An Australian-British neuroscientist is among four winners of a top accolade celebrating their work on pioneering migraine research.
The group, from the UK, Denmark, Sweden and the US, are credited with discovering a key mechanism that causes migraine, leading to revolutionary new treatments.
Their work stretches some 40 years and has specifically focused on women, who are disproportionately affected by the condition.
Peter Goadsby, a professor at King’s College London, said he was “very honoured” to receive the Brain Prize, regarded as the “Nobel” of neuroscience and worth around £1.1 million.
More than a billion people in the world suffer with migraines and three females for every male experience them, he said.
“Migraine is common, it’s disabling, that’s why it’s important,” he said.
“When we started out our research, people would look at you – well they still do a little bit – they look at you as crazy, that you were going to take an interest in headache disorders.”
Fellow winner Professor Jes Olesen, from the University of Copenhagen, Denmark, suggested that the issue had not been taken seriously because the condition mostly struck women and relates to menstruation.
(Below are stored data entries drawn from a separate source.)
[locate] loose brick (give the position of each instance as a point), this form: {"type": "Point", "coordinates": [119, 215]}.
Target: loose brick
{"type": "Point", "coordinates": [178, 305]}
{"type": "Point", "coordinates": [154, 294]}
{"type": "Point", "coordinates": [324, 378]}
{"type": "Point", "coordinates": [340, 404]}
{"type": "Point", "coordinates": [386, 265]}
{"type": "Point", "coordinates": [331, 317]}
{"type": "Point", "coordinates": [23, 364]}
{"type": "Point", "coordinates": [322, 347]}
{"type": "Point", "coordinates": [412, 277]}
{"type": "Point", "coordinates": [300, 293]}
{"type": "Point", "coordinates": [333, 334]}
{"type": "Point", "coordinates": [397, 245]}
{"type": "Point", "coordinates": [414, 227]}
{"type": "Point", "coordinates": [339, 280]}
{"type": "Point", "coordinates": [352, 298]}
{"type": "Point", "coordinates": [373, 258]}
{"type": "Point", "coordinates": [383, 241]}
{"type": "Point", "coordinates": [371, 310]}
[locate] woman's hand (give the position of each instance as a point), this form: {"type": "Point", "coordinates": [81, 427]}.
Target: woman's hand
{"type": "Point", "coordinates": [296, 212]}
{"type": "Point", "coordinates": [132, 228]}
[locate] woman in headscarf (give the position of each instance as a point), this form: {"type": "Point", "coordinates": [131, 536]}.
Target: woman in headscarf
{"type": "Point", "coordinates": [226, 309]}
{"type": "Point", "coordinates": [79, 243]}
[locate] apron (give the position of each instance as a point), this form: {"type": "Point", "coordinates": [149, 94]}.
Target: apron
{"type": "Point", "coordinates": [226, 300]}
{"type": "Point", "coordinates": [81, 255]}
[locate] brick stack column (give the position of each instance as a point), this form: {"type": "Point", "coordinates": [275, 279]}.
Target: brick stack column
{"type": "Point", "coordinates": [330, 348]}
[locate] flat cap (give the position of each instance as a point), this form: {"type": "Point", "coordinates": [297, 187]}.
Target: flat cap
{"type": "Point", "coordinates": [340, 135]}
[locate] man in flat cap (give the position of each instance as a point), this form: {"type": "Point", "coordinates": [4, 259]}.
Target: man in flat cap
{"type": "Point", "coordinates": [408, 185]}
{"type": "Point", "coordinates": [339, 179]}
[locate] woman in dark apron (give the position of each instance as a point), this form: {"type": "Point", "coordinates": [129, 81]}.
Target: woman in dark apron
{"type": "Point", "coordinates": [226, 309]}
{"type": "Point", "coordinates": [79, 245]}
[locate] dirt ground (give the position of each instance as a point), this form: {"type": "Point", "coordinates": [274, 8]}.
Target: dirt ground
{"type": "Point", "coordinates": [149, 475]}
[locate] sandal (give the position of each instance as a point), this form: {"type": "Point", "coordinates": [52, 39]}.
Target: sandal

“In the past it’s been male dominance in all decisive organs, be it in deciding healthcare policies, deciding on funding, deciding on acceptance of scientific papers in journals,” he explained.
Four decades of research paved the way for the development of entirely new classes of migraine-specific drugs which are now on the market and are already radically improving the lives of sufferers.
“I’m humbled by the emails we get from patients whose lives changed by these medicines, we haven’t changed them all, we’ve only just started,” Prof Goadsby added.
The development of calcitonin gene-related peptide (CGRP) antagonist drugs has opened a new era in migraine research and therapy.
Although they do not cure migraine, they markedly improve the quality of life of many migraineurs.
Professor Michael Moskowitz, at the Harvard Medical School in Massachusetts, and Professor Lars Edvinsson, at Lund University, Sweden, were also named winners of the award, which is presented each year by Denmark’s Lundbeck Foundation.
Professor Richard Morris, chairman of the prize’s selection committee, said: “Migraine is one of the most common and disabling neurological conditions affecting humans.
“The work of the four recipients contributed to the clinically effective classification of the various types of this disorder, and then to unravelling the key mechanisms that cause it.
“This understanding led to the development of a novel therapy and has opened windows into future ones.
“Their work on migraine is a remarkable example of bedside-to-bench-to-bedside research that has yielded tangible clinical benefit.”